Pudel (Mix), ca. 6 Jahre, Rüde, ca. 30 cm

   

Dieses arme Wolleknäuel auf vier Pfötchen lief offenbar schon eine ganze Weile auf den Straßen eines kleinen Örtchens auf Malta herum. Niemand kam an das Pudelchen heran, es floh bzw. zeigte allen sofort die Zähne. Dennoch gelang es einer Mitarbeiterin eines Tierasyls ihn einzufangen und mitzunehmen. Nach einiger Zeit der Ruhe und des Rätselratens um Alter, Geschlecht und dergl. noch unbekannte Informationen wurde Mesmusu kastriert. Während er noch in der Narkose lag, wurde die Gelegenheit genutzt und er geschoren - sehen Sie den Unterschied hier fotografisch dokumentiert. Was muss der kleine Fratz gelitten haben.
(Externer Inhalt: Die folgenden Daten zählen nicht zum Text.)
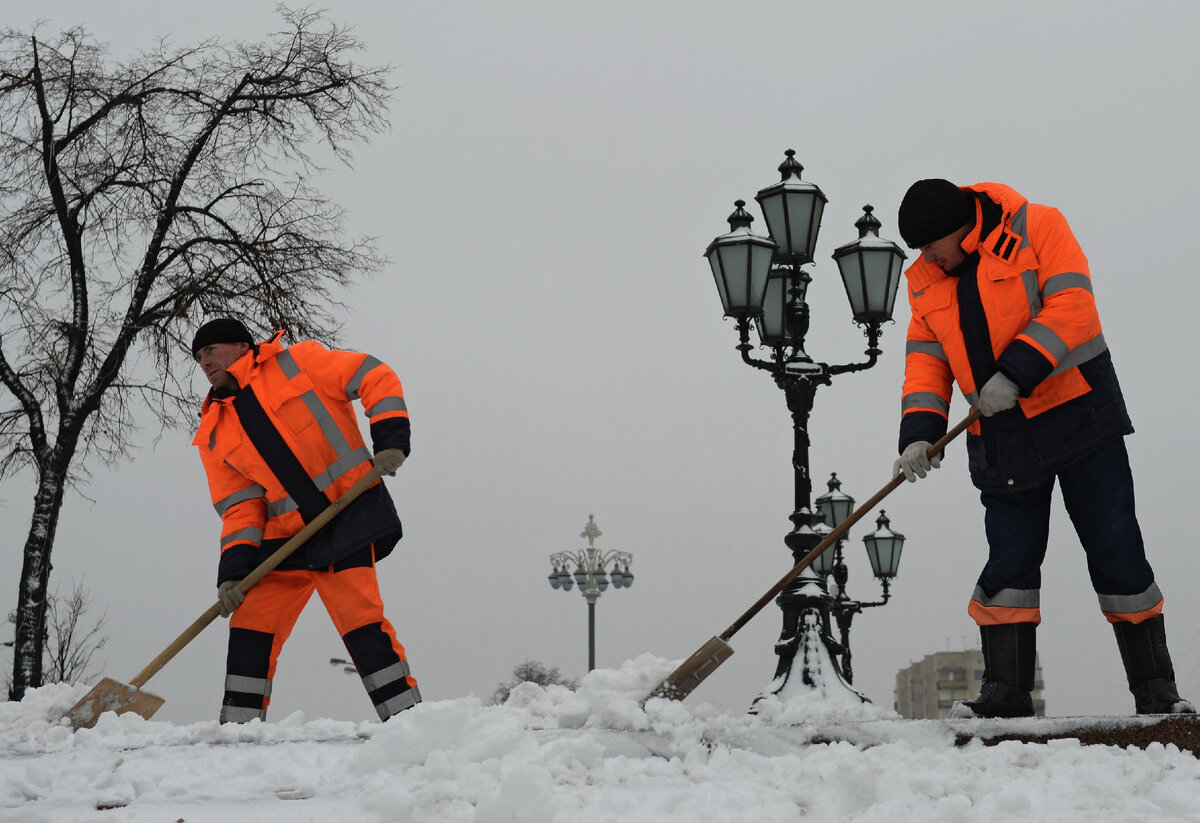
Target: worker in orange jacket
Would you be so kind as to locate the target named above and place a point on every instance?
(1002, 304)
(280, 442)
Es stellte sich heraus, dass es sich um einen männlichen Pudel in den besten Jahren handelt. Es musste quasi alle Wolle runtergeholt werden, und nun wurde offensichtlich, wie dünn der arme Kerl darunter war und was ihn so quälte:                                                                          Durch das verfilzte Fell hatten sich viele kleine Ästchen und Tannennadeln etc. darin verfangen und teilweise direkt in seine Haut gebohrt. Was muss dieser Winzling an Schmerzen erlitten haben bei jeder Bewegung, es trieb selbst der <Schermaschine> die Tränen in die Augen. Der kleine Hund hatte scheinbar in seinem Leben noch nie eine Schur gehabt, alles war verklebt, verklettet und verfilzt, dazu die pieksenden "Einlagen".

Und nach dem Scheren und wieder Aufwachen - oh Wunder -  ließ sich der kleine Kerl anfassen und kraulen, er hatte zum ersten Mal seit vielen jahren keine Schmerzen mehr. Er hat sich zwar noch nicht gleich auf den Arm nehmen lassen, dazu war sein Schmerzgedächtnis noch zu frisch, und wir wissen ja auch nicht, was er alles so alleine auf der Straße erlebt hat. Aber jetzt ist er sowohl körperlich wie auch seelisch auf einem guten Weg, auch wenn der noch weit ist und man hier sicher noch geduldig sein muss - also sollten besser keine kleinen Kinder im zukünftigen Haushalt leben. Wer warten kann und Mesmusu nicht bedrängt, der bekommt hier einen dankbaren Mitbewohner, der noch ein bißchen aufgepäppelt werden muss. Er wiegt derzeit 4 KIlo (Stand 04/10), und das ist wirklich viel zu wenig. In einem neuen Zuhause ginge das alles natürlich deutlich besser und schneller als in einem Tierasyl.